Направляясь в магазин «Светлана», я представлял себе мадам Мордвинцеву этакой бабищей с Мамаева кургана. Монолитно-крупной скандалисткой, с широкой костью и румяной физиономией. Непременно с кудрями, которые она накручивает каждый вечер на железные бигуди и повязывает на ночь платком. Вполне возможно, что даже рот ее богато украшен золотыми коронками за ярко накрашенными губами. На такие мысли меня наталкивал размер стыренных у бедной вдовы туфель и ее такая звучная и, надо признать, специфичная фамилия. Оценка пострадавшей директрисы, выданная хитрозадым Тиуновым, лишь подтверждала мои представления об этой капитальной женщине. И только ее насыщенный феромонами грудной голос несколько выбивался из созданной моим воображением картинки…

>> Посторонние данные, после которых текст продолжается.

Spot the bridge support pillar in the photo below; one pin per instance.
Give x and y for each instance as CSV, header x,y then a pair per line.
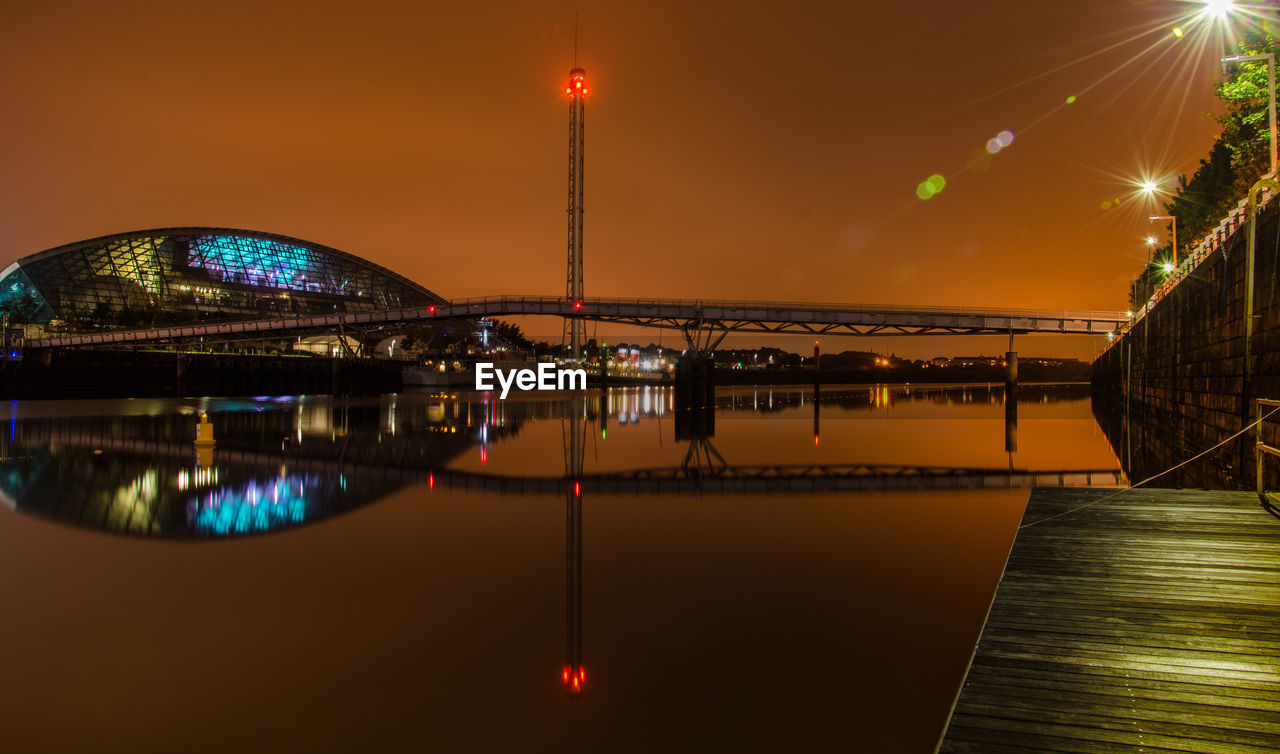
x,y
1010,364
1010,419
695,380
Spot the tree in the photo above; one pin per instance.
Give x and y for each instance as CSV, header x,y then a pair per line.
x,y
1246,124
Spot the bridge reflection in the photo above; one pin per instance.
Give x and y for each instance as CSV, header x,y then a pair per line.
x,y
280,464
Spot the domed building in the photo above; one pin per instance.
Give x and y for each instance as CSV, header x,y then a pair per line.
x,y
196,274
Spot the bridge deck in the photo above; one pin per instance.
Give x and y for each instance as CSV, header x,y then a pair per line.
x,y
1146,622
717,316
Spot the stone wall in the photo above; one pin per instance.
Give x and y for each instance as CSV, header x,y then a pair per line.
x,y
1174,384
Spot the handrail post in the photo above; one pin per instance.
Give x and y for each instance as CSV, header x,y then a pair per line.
x,y
1257,447
1249,263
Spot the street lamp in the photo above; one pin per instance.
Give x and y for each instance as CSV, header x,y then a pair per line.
x,y
1173,225
1271,92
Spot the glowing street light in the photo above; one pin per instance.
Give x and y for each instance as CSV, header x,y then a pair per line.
x,y
1173,227
1271,91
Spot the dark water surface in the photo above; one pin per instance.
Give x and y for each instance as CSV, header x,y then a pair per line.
x,y
419,571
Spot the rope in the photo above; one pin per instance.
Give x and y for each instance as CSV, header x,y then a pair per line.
x,y
1133,487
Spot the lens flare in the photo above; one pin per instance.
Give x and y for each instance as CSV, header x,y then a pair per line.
x,y
1219,8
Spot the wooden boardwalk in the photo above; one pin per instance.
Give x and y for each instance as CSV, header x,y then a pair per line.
x,y
1146,622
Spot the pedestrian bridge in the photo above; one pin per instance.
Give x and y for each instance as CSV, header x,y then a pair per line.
x,y
714,319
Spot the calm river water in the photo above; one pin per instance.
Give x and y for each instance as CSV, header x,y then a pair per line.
x,y
424,571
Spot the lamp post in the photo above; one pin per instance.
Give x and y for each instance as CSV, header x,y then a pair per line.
x,y
1271,94
1173,225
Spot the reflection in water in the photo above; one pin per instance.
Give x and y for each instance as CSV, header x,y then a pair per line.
x,y
444,607
283,462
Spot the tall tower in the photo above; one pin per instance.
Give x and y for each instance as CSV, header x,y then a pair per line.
x,y
576,90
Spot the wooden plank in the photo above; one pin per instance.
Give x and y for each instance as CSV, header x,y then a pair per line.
x,y
1142,620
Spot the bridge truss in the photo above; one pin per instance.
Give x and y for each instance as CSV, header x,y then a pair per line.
x,y
703,323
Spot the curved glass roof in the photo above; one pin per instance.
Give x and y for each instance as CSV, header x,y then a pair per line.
x,y
184,274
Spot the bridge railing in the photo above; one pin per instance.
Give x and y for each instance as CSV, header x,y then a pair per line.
x,y
805,305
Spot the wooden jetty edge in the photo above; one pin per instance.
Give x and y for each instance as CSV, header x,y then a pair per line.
x,y
1148,621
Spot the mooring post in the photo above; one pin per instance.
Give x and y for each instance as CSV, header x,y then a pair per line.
x,y
1011,419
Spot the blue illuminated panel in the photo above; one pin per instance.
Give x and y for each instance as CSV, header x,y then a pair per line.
x,y
268,264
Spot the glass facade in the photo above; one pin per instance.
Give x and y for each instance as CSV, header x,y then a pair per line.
x,y
196,274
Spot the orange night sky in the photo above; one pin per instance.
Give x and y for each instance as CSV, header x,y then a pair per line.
x,y
734,150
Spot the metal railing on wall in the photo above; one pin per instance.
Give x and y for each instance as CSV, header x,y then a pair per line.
x,y
1214,241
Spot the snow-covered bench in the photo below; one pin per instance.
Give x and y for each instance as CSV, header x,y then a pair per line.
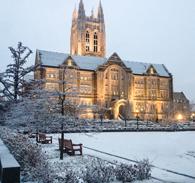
x,y
70,148
44,139
9,167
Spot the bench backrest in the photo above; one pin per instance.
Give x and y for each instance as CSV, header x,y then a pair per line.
x,y
42,136
68,144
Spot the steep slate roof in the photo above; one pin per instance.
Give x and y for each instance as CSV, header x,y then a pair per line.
x,y
54,59
179,96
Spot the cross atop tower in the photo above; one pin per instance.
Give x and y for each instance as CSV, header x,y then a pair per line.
x,y
88,32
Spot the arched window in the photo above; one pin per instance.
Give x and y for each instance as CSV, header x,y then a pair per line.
x,y
95,37
87,39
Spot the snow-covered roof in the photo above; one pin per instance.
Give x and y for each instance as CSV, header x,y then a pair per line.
x,y
54,59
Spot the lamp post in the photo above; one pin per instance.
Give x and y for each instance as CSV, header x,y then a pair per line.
x,y
62,141
137,117
179,117
193,116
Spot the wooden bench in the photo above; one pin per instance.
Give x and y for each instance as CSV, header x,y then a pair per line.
x,y
70,148
9,167
43,138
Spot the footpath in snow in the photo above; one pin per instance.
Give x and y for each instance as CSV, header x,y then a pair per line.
x,y
166,150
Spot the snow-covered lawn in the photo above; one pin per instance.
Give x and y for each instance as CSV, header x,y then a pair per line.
x,y
169,150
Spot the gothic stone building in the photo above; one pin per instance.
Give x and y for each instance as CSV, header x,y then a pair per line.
x,y
181,106
113,85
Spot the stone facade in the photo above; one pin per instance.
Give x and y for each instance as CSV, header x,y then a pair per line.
x,y
111,87
181,106
88,33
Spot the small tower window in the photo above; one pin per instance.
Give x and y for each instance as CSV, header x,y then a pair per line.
x,y
95,42
87,41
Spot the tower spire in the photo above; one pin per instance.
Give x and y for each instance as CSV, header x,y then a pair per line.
x,y
81,11
74,14
100,12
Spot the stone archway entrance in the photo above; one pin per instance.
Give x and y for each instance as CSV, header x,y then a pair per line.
x,y
121,109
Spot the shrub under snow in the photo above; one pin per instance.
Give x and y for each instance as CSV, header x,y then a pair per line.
x,y
33,163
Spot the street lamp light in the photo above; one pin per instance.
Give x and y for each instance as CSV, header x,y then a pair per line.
x,y
137,117
193,116
179,117
62,141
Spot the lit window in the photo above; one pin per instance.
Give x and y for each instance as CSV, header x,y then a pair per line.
x,y
69,62
95,42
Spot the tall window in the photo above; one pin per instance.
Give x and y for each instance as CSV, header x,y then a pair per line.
x,y
95,42
87,41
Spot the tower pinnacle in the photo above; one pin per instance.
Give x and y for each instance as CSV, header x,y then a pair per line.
x,y
81,11
100,12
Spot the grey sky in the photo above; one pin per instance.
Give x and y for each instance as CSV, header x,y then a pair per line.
x,y
157,31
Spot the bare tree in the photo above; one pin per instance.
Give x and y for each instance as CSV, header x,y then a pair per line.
x,y
12,79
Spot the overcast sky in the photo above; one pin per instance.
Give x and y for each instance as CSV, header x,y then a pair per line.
x,y
155,31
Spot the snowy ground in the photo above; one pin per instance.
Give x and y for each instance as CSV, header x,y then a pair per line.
x,y
169,150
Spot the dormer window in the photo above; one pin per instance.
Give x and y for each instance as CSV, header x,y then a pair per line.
x,y
69,63
87,41
151,70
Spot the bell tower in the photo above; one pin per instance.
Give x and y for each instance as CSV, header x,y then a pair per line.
x,y
88,32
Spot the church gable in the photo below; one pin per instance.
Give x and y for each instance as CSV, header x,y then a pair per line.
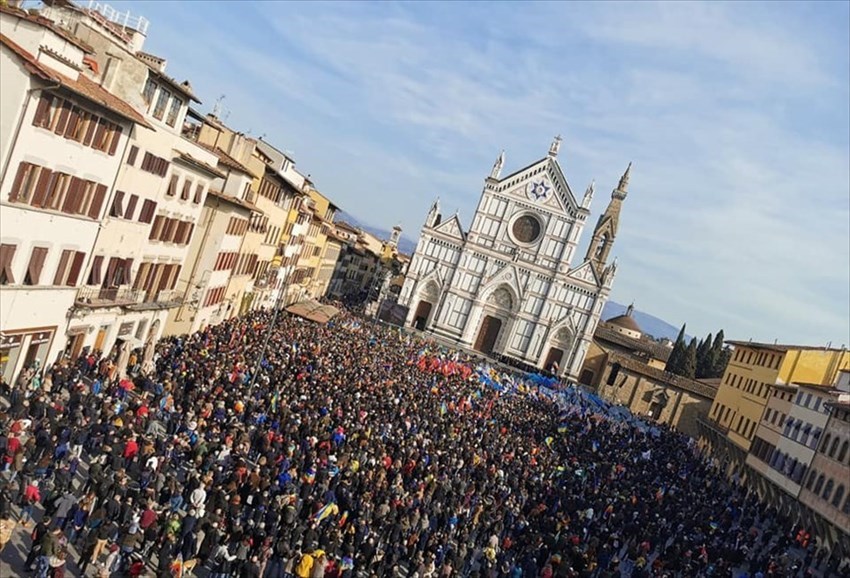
x,y
586,274
542,184
452,227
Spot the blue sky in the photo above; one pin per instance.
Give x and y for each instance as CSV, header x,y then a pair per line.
x,y
735,115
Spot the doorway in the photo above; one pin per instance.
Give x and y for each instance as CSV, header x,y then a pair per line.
x,y
423,312
553,360
488,334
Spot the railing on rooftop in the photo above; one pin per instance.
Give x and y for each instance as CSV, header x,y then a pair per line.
x,y
123,19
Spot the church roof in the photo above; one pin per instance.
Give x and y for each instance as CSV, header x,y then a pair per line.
x,y
626,322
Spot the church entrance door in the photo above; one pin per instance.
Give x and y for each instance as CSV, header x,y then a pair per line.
x,y
423,311
554,358
488,334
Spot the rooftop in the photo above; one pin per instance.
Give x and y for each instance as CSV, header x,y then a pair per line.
x,y
82,86
784,347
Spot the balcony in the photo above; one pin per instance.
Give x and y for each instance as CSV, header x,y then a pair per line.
x,y
95,297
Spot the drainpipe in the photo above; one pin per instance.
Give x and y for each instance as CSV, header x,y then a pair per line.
x,y
25,107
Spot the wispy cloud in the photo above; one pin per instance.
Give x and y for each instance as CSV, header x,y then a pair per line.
x,y
735,115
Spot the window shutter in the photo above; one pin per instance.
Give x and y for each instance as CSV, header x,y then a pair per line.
x,y
71,196
73,119
87,140
36,264
63,266
64,113
41,189
131,207
19,180
94,275
110,272
76,267
97,201
42,112
172,186
7,253
128,271
116,136
117,210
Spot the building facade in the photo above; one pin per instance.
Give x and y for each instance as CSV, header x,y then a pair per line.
x,y
63,136
507,287
745,388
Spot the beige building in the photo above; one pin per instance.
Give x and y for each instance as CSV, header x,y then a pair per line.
x,y
143,241
63,134
627,369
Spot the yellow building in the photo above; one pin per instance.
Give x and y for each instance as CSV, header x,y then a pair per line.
x,y
744,389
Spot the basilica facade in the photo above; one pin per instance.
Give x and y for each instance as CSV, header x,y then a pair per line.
x,y
507,287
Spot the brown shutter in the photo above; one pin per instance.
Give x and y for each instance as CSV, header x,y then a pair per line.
x,y
71,196
63,265
42,112
116,136
99,134
19,180
7,253
131,207
64,113
42,187
76,267
73,119
116,210
97,201
90,130
94,274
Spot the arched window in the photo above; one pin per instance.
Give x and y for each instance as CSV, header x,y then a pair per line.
x,y
843,453
827,491
819,484
839,494
812,475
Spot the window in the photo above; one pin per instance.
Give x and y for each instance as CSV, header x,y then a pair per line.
x,y
131,207
149,91
7,253
161,103
147,212
33,274
173,111
117,210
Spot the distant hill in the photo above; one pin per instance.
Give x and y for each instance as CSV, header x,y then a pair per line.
x,y
405,245
649,324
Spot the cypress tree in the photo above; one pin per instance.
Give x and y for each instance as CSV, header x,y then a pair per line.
x,y
676,359
689,366
704,360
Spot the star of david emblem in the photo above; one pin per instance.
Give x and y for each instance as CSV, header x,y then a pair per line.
x,y
538,191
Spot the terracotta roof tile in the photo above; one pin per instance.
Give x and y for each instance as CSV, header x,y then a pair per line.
x,y
82,85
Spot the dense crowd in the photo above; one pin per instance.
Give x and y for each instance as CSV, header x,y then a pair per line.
x,y
346,455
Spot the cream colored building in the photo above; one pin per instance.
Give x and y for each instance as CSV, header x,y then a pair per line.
x,y
143,242
62,136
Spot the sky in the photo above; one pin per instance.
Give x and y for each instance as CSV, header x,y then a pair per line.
x,y
735,115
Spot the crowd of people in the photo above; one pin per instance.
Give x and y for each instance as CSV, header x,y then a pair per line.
x,y
340,453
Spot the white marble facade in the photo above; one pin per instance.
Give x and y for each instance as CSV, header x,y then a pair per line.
x,y
507,285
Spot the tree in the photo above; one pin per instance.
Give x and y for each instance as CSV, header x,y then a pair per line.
x,y
705,363
689,366
674,362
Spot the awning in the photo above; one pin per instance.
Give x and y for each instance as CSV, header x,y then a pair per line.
x,y
314,311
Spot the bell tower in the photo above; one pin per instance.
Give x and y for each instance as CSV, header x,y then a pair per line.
x,y
606,227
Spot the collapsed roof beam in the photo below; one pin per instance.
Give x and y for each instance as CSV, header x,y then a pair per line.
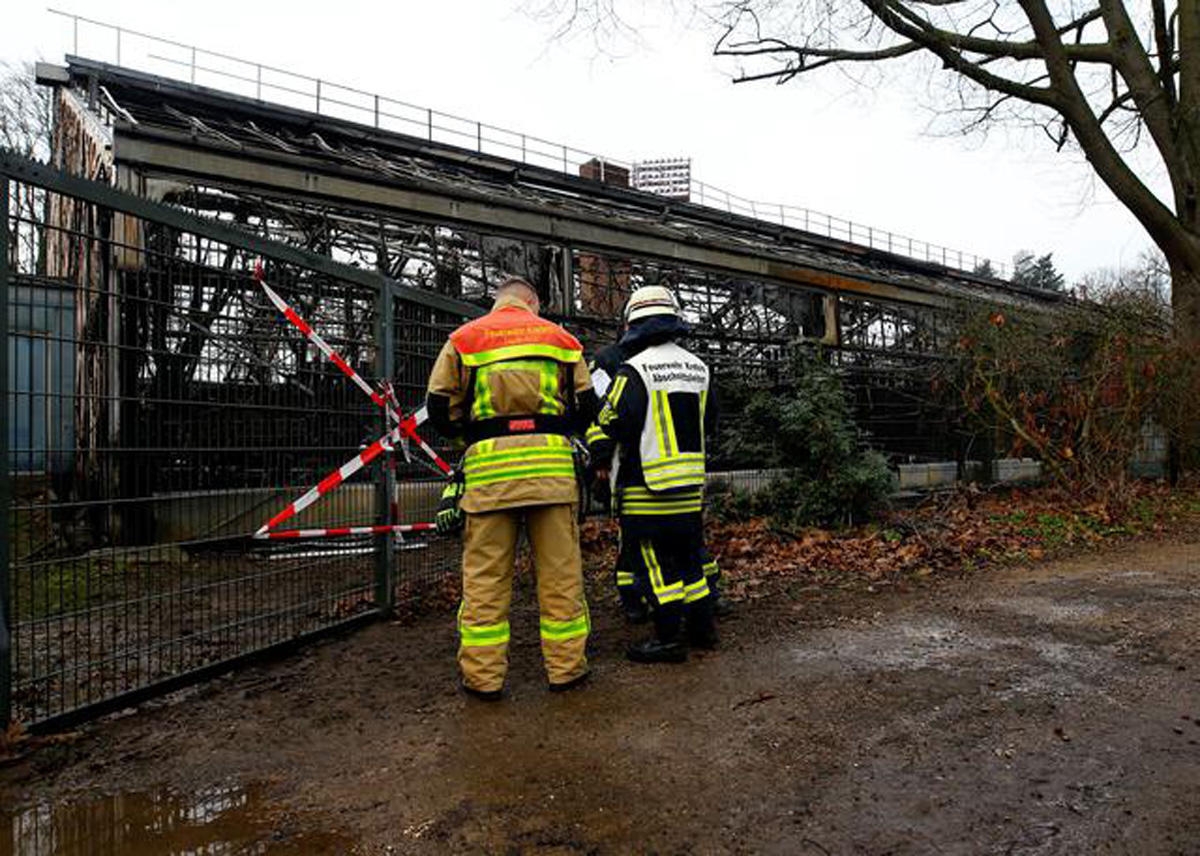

Мои заочные представления о потерпевшей посыпались сразу, как только я вошел в ее кабинет. Да, у вдовы было все. Все, что приличной вдове полагалось иметь. И арбузные груди и, надо думать, мощный затылок. Надежно скрытый от посторонних глаз не вульгарными завитушками коротких кудряшек, а шикарной гривой волнистых темно-каштановых волос. Но! Далее следовали слишком уж очевидные несоответствия всем моим ожиданиям. И пусть, что вдова мелкой не была. Но своим утонченно-породистым ликом она все равно никак не отражала своей звучной фамилии. И уроженкой Мордовской АССР Софья Львовна уж точно быть никак не могла. От бумаг, аккуратно разложенных на огромном столе, на меня подняла свои воловьи глаза-черешни самая настоящая дщерь иудейская. И в глазах этих светилась вся многовековая скорбь богоизбранного народа.
— Здравствуй, Софа! — не смог отказать я себе в удовольствии, — Это я!
— Ты Корнеев? — скорее утвердительно, чем вопрошающе осведомилась она.
— Он самый! Корнеев! — не стал я отпираться и протянул ей удостоверение.